Shrum describes the fact that family metaphors in political rhetoric are often used as exclusionary or “othering” tactics as “a misuse of the metaphor” — one that persists through history.

“It’s happening today with Putin. It went on 80 years ago with the Nazis,” he says. “And it’s a choice, not an inevitability. Like all language, a family metaphor can either enrich and lift our vision or pollute and sour our view of the world.”

Such rhetoric also naturalizes political authority, making power seem inherited rather than earned. Some of these tropes are very old — Mother Russia, the Fatherland — so politicians turn to them instinctively, Shrum notes.

“Political leaders have often been cast as father figures — protective yet disciplinary, channeling hierarchies of obedience, duty and dependence,” says Ross, Distinguished Professor of History and author of Hitler in Los Angeles. “Many still frame themselves as parental figures, while their citizens are cast as obedient children.”

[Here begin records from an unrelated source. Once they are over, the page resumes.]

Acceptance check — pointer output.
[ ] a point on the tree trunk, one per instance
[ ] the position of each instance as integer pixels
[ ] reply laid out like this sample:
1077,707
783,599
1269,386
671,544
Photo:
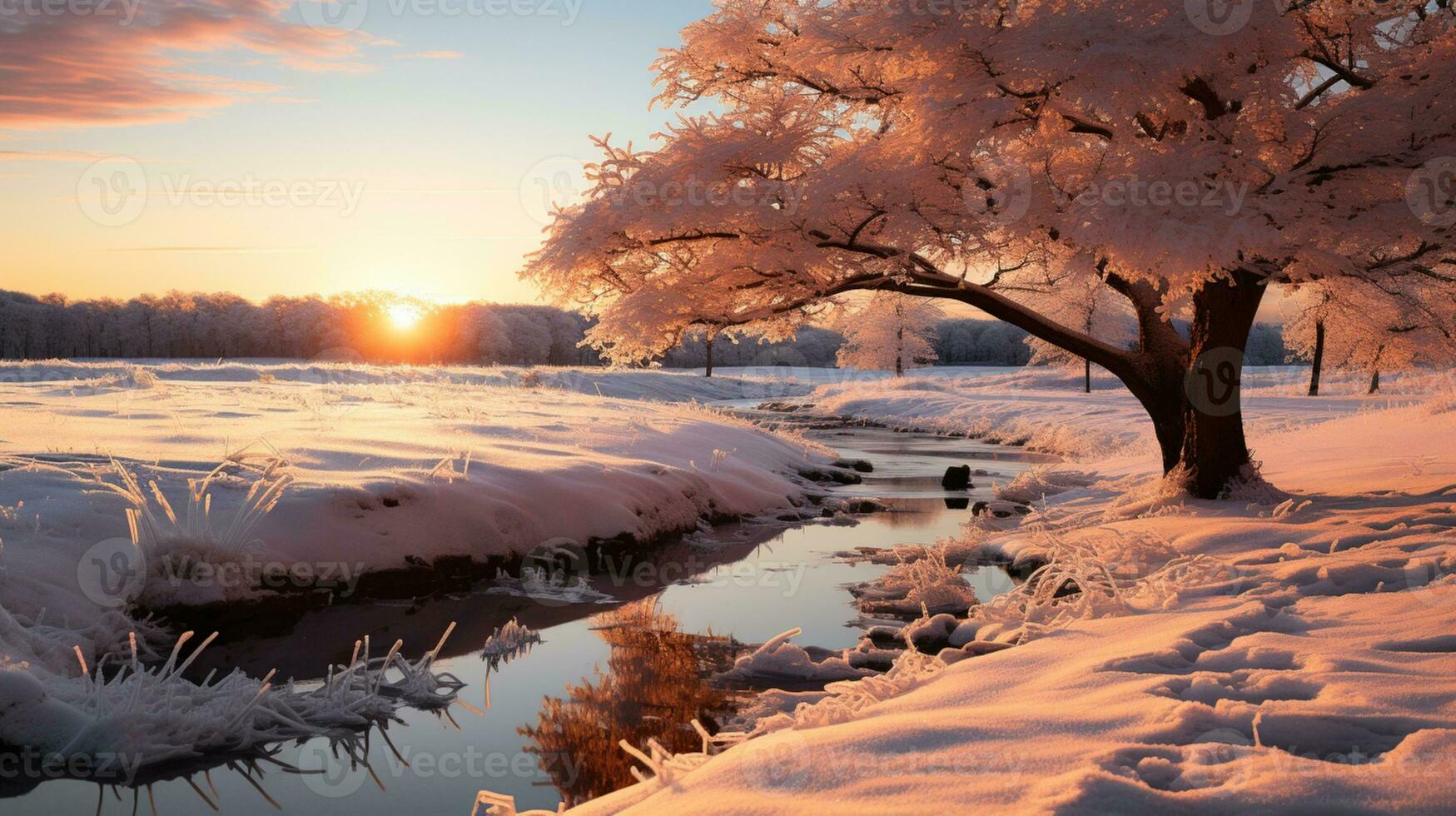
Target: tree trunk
1319,359
900,351
1215,450
1190,388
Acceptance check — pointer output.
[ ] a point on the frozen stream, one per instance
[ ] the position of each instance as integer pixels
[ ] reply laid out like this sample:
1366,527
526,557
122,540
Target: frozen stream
631,668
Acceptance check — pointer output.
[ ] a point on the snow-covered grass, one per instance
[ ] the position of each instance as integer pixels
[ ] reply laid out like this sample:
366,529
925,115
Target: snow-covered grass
369,470
194,483
1046,408
1171,654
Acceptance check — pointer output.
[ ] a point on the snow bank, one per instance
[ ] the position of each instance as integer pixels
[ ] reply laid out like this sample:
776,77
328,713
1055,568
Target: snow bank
651,385
1046,410
1172,656
196,483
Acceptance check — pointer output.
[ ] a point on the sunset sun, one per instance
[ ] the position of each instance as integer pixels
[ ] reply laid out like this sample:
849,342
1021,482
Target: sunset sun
404,316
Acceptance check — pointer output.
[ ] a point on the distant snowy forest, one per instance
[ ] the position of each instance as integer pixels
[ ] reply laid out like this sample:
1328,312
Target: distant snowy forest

Still, the same imagery can express a radically different ideal. “In other cases,” Shrum says, “family metaphors echo the parable of the Good Samaritan — that all of us are brothers and sisters, bound by an obligation to one another. That’s a call to our best selves.”

“There’s a huge difference,” he adds, “between believing America is an idea that welcomes anyone who shares its values, and insisting it is primarily — or even exclusively — simply a place and that it belongs only to those born here.”

Nazi Party 1930s propaganda poster portraying an Aryan family. (Image Source: Alamy.)

Expanding the Circle

Shrum points to Sen. Robert F. Kennedy and Presidents John F. Kennedy and Barack Obama as leaders who spoke of the human family, not just the American one. But, he adds, inclusive rhetoric isn’t confined to the political left.

“Ronald Reagan gave a terrific speech at the end of his presidency about immigrants enriching America,” Shrum recalls, “echoing the idea long voiced by JFK, George McGovern and others that America is an idea, not just a place.”

He also cites George W. Bush’s PEPFAR initiative, that saved millions of lives in Africa by providing medicine to fight AIDS, as another act of global kinship.

“The real question,” Shrum says, “is how broadly we draw the circle. Are we talking about the human family or just my family? White American families or all American families? It all comes down to how people choose to define what family means.”

Family values, he adds, can be used to exclude those deemed “illegitimate” or to promote empathy and respect for difference.

“I wouldn’t discourage a political candidate from using family metaphors just because they’re often associated with the right,” says Shrum, a veteran Democratic consultant. “That language should never be conceded. All politicians try to reach people’s emotions, not just their brains.”

The Family We Choose

Used wisely, family rhetoric can be a powerful call to empathy and to a kind of caring that reaches beyond the garden gate. “I think of Martin Luther King Jr.’s words,” Shrum says. “The beauty of genuine brotherhood and peace is more precious than diamonds or silver or gold.”

But he also laments how cynicism often dulls that moral language. “People are now very skeptical of politicians,” he says. “In my experience, some leaders genuinely use family rhetoric because they really do want to build a more perfect union, a better democracy, a better society. We shouldn’t be wary of that — we should wish for more of it.”

In the end, the family metaphor endures because it speaks to both our frailty and our hope. When used with care, it reminds us that belonging isn’t something we’re born into, it’s a choice we make and a bond we build together — one ideally forged in empathy and compassion.